Similar to computers, the reverse osmosis membranes of today are many times smaller, more productive and cheaper than the first working prototypes. Over the last 10 years, the cost of desalinated water has dropped more than twofold.

With an increase in regulations and the steady increase in water treatment costs, people are expected to increase their reliance on the ocean as an environmentally friendly and competitive water source.

Producing desalinated water in a small scale is several times less efficient than building large seawater desalination plants. Despite that, there are many small desalination plants worldwide serving coastal communities, resorts, hotels and individual coastal developments. For example, most of the small Caribbean islands are supplied by desalinated water produced by simple, pre-packaged and pre-assembled desalination systems.

Small desalination plants are also widely used to provide emergency water supply in areas of natural disasters. All modern cruise ships, navy ships and submarines use reverse osmosis systems for drinking water supply.

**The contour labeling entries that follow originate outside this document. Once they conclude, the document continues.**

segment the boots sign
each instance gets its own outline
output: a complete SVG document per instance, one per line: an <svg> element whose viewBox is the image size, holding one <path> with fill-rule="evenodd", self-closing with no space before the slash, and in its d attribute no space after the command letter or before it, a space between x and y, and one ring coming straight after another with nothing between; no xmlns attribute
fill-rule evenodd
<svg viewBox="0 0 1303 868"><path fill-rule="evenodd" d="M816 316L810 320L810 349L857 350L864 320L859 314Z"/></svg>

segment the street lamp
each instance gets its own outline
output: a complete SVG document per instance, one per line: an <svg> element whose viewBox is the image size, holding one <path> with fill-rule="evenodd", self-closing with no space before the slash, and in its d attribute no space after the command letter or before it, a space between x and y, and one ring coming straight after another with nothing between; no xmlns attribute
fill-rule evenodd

WT: In the future, do you foresee every coastal residence having its own individual desalination device? Will desalination play a larger role in smaller-scale commercial or residential POU/POE water treatment applications?

NV: For the US, the future is likely to be very limited. With the exception of some isolated hotels, homes or communities, it does not make sense economically [because] most coastal communities are served by local water systems . . .

However, most of the large cities in the US are over 100 years old and their distribution systems are reaching the edge of their useful lives. The aging water infrastructure of old metropolitan areas is likely to pose increasing challenges to the water quality at the tap — taste, color, odor and pathogen contamination. POU/POE water treatment systems have proven to be a good final barrier of protection against these water quality challenges.

It is expected that the use of POU/POE devices will increase in the coming years, especially in old metropolitan areas. The use of such devices provides an additional barrier of protection against acts of vandalism and terrorism involving the water distribution system.